Thunder galloped toward the fence, then sailed over it as gracefully as a leaping deer. Coming down on the other side Tom saw a ditch about twenty yards beyond the fence, and Thunder took that as well. Horse and rider went through their paces, jumping, making sudden turns, running at a full gallop, then stopping on a dime. After a few minutes he brought Thunder back, returning the same way he left, over the ditch, then over the fence. He slowed him down to a trot once he was back inside the compound, and the horse was at a walk by the time he rode up to dismount in front of a shocked Big Ben, Clay, and Dusty. Rebecca was smiling broadly.
Tom patted Thunder on his neck, then dismounted and handed the reins back to Clay. “He is a very fine horse,” Tom said. “Whoever rides him is quite lucky.”
“He’s yours to ride any time you want him,” Big Ben said. “That is, provided you are willing to come work for me.”
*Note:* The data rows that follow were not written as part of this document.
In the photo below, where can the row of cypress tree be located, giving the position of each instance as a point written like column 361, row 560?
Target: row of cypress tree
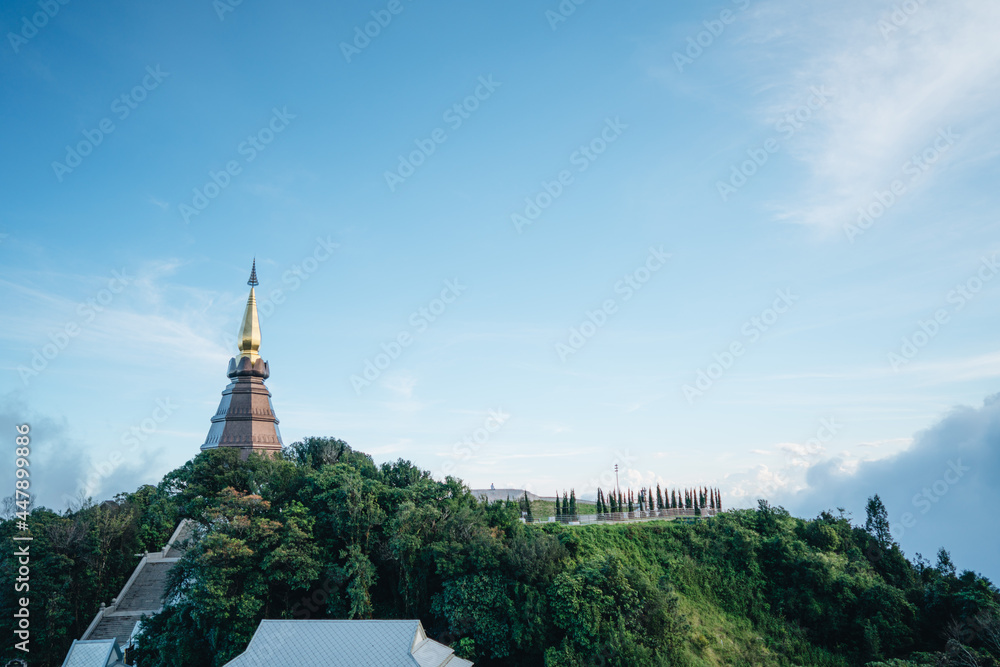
column 567, row 509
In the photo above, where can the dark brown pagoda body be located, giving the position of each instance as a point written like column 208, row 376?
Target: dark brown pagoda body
column 245, row 418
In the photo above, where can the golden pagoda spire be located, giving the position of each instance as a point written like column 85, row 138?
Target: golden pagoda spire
column 248, row 340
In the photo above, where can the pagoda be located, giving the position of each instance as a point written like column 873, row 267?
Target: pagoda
column 245, row 418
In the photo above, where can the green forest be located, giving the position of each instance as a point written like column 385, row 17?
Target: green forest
column 321, row 531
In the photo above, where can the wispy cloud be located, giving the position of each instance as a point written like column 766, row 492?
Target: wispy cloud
column 893, row 89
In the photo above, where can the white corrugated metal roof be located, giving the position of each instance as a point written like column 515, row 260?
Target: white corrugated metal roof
column 93, row 653
column 342, row 644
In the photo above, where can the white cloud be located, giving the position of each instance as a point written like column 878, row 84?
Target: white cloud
column 891, row 94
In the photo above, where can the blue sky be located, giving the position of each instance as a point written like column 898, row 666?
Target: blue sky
column 152, row 152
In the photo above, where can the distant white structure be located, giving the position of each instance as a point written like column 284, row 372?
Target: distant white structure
column 94, row 653
column 344, row 644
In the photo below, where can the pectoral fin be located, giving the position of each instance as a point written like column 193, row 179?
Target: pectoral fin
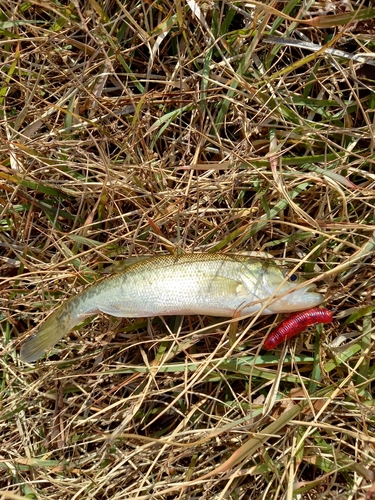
column 225, row 285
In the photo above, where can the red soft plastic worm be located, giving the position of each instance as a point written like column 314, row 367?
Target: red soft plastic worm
column 295, row 324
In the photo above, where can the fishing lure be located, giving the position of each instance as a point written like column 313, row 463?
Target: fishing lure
column 295, row 324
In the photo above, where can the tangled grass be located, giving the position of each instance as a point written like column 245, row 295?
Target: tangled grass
column 138, row 128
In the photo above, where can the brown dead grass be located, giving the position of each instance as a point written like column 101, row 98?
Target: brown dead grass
column 132, row 128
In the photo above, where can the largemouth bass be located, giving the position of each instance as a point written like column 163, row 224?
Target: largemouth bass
column 215, row 285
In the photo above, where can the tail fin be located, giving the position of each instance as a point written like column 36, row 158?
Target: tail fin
column 55, row 328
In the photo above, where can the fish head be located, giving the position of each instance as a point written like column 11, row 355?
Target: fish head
column 283, row 291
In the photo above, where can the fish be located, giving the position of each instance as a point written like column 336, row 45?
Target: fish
column 295, row 324
column 208, row 284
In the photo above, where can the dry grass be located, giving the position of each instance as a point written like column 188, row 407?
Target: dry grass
column 133, row 128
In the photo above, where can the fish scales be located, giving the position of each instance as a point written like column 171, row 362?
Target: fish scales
column 217, row 285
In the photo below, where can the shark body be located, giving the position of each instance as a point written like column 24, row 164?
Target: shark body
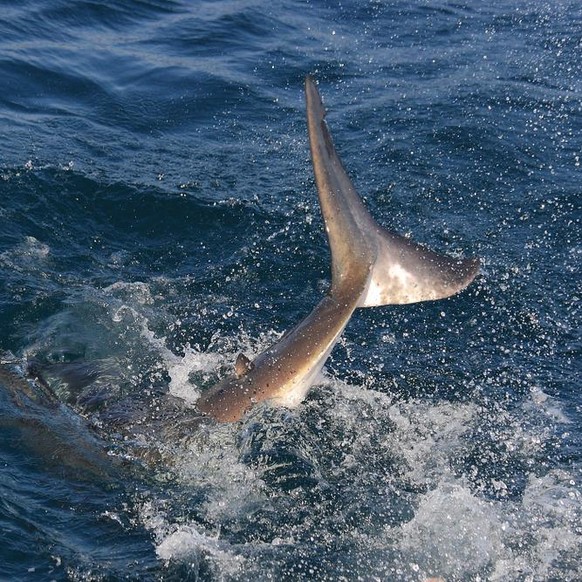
column 370, row 266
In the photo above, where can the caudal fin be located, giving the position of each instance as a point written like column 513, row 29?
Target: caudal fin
column 389, row 268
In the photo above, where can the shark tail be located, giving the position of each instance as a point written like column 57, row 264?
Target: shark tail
column 384, row 267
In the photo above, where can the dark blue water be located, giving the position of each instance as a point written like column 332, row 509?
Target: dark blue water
column 158, row 215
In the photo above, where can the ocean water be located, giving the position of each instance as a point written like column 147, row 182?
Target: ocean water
column 158, row 215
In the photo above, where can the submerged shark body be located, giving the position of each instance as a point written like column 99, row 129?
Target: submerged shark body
column 371, row 266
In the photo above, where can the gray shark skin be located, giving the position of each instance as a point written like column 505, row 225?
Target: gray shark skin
column 370, row 266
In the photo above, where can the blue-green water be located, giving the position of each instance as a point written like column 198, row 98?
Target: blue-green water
column 158, row 215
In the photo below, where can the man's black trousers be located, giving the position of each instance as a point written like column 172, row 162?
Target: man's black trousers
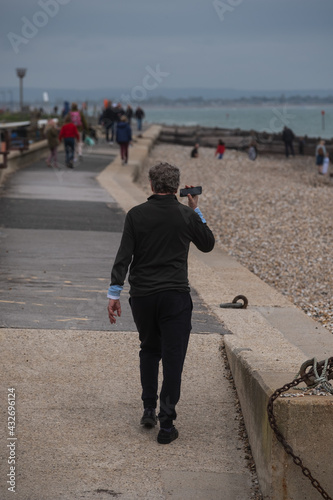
column 163, row 321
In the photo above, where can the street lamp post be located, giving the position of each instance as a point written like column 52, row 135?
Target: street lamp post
column 21, row 74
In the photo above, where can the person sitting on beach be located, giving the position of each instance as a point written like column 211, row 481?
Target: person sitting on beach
column 252, row 151
column 220, row 150
column 69, row 133
column 288, row 136
column 195, row 151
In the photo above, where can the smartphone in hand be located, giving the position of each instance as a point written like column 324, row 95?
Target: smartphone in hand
column 192, row 191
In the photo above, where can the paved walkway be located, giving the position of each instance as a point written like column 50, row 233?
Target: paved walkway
column 76, row 377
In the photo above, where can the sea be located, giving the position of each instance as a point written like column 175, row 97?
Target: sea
column 310, row 121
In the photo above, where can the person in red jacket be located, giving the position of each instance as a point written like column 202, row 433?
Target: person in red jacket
column 69, row 133
column 220, row 150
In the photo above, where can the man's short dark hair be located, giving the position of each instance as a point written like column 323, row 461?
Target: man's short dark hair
column 164, row 178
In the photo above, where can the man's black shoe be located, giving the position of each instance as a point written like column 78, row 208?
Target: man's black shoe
column 149, row 417
column 167, row 436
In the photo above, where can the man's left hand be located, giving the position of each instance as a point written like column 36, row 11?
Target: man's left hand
column 114, row 308
column 192, row 201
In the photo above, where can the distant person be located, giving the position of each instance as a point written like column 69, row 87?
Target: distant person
column 195, row 151
column 124, row 137
column 220, row 150
column 79, row 120
column 301, row 146
column 129, row 114
column 69, row 133
column 51, row 133
column 320, row 156
column 288, row 136
column 139, row 115
column 326, row 164
column 65, row 109
column 108, row 120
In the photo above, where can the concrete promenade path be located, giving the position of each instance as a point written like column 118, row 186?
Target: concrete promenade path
column 76, row 378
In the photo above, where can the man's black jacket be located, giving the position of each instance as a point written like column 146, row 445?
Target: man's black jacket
column 155, row 243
“I would be very proud to work for you, Mr. Conyers.”
“Come with me. Tom, is it?” Clay invited. “I’ll get you set up in the bunkhouse and introduce you to the others.”
“Tom?” Rebecca called out to him.
He looked back toward her.
“I’m glad you are here.”
“Thank you, Miss Conyers. I’m glad to be here.”
Tom ate his first supper in the cookhouse that evening. Mo introduced him to all the others.
“Where is Mr. Ramsey?” Tom asked. “Does he eat somewhere else?”
“Mr. Ramsey?” Mo asked. Then he smiled. “Oh, you mean Clay. Clay is the foreman of the ranch, but there don’t any of us call him Mr. Ramsey. We just call him Clay ’cause that’s what he wants us to call him.”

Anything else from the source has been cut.